After learning about what profiles are, it’s time to take a look at one of the several profiles for PROFINET. PROFIenergy is one of the easiest profiles to implement across a range of devices, from cameras to motors.
PROFIenergy: A Big Deal
PROFIenergy operates as a programming API, allowing application engineers to use common code blocks in PLCs to control energy-saving functions on devices from any 3rd-party company that supports the profile.
It doesn’t sound like a big deal – after all, nearly every PROFINET system has some power-saving features built in. But each of those features comes with a unique interface that requires application engineers to write special code to control each device. The great thing about PROFIenergy is being able to use the same code to save power on devices as diverse as glue applicators, drives, conveyor lines, paint tanks, robots… any component of an automation network. This takes a lot of guesswork and “iterative design” out of building an energy-saving system and makes changes to the system once its spec’d and installed much easier.

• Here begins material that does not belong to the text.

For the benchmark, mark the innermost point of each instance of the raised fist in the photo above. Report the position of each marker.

Making energy saving easy pays big dividends. In 2011, PI published a case study that showed just how effective this technique could be and the immediate energy savings during planned and unplanned downtime. This study also analyzed the power usage of a typical automation cell and demonstrated how lowering the base load of a cell – the power used during production pauses – could lower the running cost by an estimated 30%.
PROFIenergy Classes
There are three PROFIenergy entity classes. Classes one and two provide unique features, and Class three combines all of them together:
- Class 1: The device supports at least one power-saving mode (spin a motor down, stop a compressor, cool down a hot tank, warm up a chiller, etc)

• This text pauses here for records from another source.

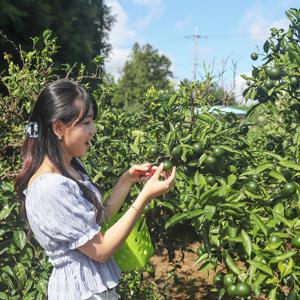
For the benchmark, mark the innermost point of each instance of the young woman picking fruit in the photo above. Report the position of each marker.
(62, 205)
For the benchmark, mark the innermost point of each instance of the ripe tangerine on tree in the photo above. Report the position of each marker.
(254, 56)
(296, 241)
(210, 161)
(242, 289)
(197, 148)
(218, 152)
(106, 170)
(294, 81)
(274, 239)
(167, 165)
(290, 213)
(268, 83)
(253, 186)
(288, 189)
(228, 279)
(270, 146)
(218, 280)
(153, 150)
(232, 169)
(244, 129)
(293, 295)
(231, 288)
(210, 180)
(273, 73)
(176, 151)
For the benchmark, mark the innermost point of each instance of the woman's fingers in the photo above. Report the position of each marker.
(158, 171)
(171, 178)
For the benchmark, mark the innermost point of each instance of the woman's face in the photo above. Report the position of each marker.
(77, 138)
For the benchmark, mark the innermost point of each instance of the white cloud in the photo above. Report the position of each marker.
(121, 37)
(182, 23)
(114, 65)
(121, 32)
(148, 2)
(258, 20)
(240, 85)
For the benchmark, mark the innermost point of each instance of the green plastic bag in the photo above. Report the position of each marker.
(137, 249)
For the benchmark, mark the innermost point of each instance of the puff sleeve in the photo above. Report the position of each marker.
(59, 211)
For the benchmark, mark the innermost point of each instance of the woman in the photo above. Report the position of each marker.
(63, 207)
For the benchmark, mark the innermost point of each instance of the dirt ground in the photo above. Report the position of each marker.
(189, 284)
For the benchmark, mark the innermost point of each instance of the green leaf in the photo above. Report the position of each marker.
(209, 211)
(262, 267)
(231, 264)
(20, 239)
(21, 275)
(246, 240)
(279, 209)
(288, 269)
(283, 256)
(273, 294)
(282, 219)
(266, 46)
(6, 211)
(277, 176)
(259, 223)
(231, 179)
(290, 164)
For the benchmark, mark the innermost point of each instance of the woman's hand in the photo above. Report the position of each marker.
(156, 187)
(137, 173)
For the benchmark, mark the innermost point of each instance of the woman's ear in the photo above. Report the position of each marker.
(59, 129)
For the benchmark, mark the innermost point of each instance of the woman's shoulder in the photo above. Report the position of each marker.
(49, 183)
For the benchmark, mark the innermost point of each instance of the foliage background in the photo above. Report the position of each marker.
(233, 220)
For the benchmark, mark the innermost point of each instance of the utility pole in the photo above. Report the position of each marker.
(196, 37)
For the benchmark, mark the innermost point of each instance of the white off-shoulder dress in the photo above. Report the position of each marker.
(62, 219)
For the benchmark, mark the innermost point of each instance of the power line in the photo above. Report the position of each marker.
(196, 37)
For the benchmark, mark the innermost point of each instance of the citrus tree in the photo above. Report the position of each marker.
(237, 182)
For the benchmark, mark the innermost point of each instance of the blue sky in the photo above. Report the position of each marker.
(230, 31)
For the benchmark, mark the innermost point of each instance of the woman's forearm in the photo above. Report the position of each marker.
(117, 197)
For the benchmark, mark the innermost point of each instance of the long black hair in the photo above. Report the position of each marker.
(63, 100)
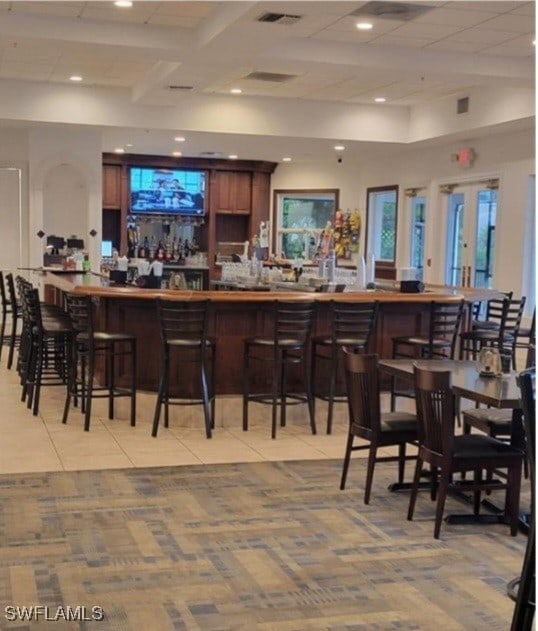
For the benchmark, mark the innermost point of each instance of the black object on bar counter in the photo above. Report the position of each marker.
(411, 286)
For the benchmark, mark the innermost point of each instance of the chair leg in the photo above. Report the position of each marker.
(401, 462)
(347, 458)
(441, 498)
(2, 332)
(309, 397)
(133, 383)
(89, 392)
(332, 389)
(414, 489)
(246, 362)
(205, 394)
(372, 453)
(163, 385)
(512, 496)
(12, 341)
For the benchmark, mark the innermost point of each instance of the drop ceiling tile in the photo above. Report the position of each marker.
(58, 9)
(24, 71)
(182, 21)
(429, 31)
(186, 9)
(404, 42)
(482, 36)
(454, 17)
(511, 22)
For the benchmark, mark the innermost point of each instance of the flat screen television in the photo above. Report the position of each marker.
(171, 191)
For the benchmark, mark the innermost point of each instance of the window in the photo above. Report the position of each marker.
(382, 204)
(418, 233)
(301, 216)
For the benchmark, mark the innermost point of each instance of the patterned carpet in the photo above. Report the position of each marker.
(264, 546)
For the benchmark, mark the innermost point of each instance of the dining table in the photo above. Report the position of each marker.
(499, 391)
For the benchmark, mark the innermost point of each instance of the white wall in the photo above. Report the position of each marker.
(510, 157)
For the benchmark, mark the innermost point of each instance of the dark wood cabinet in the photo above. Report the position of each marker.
(233, 192)
(112, 186)
(238, 198)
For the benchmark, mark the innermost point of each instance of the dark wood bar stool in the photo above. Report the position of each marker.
(438, 343)
(501, 333)
(351, 325)
(367, 422)
(525, 585)
(183, 326)
(447, 453)
(88, 346)
(12, 306)
(289, 344)
(47, 348)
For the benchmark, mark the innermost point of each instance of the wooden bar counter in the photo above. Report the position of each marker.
(239, 314)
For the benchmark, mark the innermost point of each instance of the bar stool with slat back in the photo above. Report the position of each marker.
(501, 332)
(289, 344)
(47, 348)
(87, 348)
(183, 326)
(351, 325)
(448, 453)
(15, 317)
(368, 423)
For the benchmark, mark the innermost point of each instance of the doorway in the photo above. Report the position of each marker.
(471, 222)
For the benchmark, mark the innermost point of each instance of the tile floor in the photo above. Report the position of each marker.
(42, 443)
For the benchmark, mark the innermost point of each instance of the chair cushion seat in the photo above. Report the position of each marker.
(284, 342)
(101, 336)
(398, 422)
(480, 446)
(422, 341)
(327, 340)
(186, 342)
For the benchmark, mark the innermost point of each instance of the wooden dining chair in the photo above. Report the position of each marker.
(447, 453)
(367, 422)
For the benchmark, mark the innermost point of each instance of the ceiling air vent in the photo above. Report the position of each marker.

- Class 2: The device supports at least one measurement of power through or consumed by the device (power consumed by a drive, power passed through a drive, etc)
- Class 3: The device supports both functions of Class 1 and Class 2.
Within a Class 1 PROFIenergy device, there are two subclasses that describe exactly what kind of power saving the device implements:
- Subclass 1: The device is always able to accept and initiate a pause after receiving the Start_Pause command
- Subclass 2: The device may not always be able to accept and initiate a pause after receiving the Start_Pause command. This applies to machines like robots that may be in an operating mode that doesn’t allow them to immediately transition to a low-power state.
How it actually works
PROFIenergy is a bolt-on addition to the base protocol, and it uses the alarm and acyclic communication channels to move data between devices and the PLC. Each device implements the PROFIenergy command set locally, so the controller only has to know how to speak PROFIenergy to get each machine to move between power consumption states.
There’s a trick to this model, though. The controller may be connected to a set of vastly different devices, each with their own energy-saving features and modes (even though they may be in the same class/subclass). A welding robot may power up in seconds, but it may take minutes or hours to warm up a glue applicator, and the PROFIenergy profile has to work for both of them.
So when a controller tells a Class 1 or Class 3 device to go to a low-power state, it tells them how long a pause in production might last. Those welders can go offline immediately (Subclass 1), but if the glue applicator knows it’ll be inefficient to cycle power for a short pause time, it can relay that back up to the controller and skip the short shutdown (Subclass 2). Similarly, when a controller asks a Class 2 device for its energy consumption data, it trusts the device to return measurements that are applicable to measuring the power used in the attached process.
This distributed control model keeps enough of the “smarts” of PROFIenergy out of the controller’s software to make the system as flexible as possible.
Implementation
Using PROFIenergy in the field requires some attention to detail. First, your PROFINET controller must support some sort of application code (whether with Function Blocks or other APIs) to use the PROFIenergy commands. And even then, your PROFINET devices may or may not support the PROFIenergy functions. You should check in with your device vendors about what PROFIenergy classes and subclasses they support.
Finally, you’ll need to determine how to best leverage PROFIenergy in your application. Does it make sense to allow a line operator to signal a short, five-minute pause? Can your MES use the instantaneous energy consumption numbers to optimize the factory workflow? What kind of Class 2 power consumption data are your devices reporting? Thinking through these kinds of questions will save time and money up front during design and make maintaining your energy-efficient production process that much easier.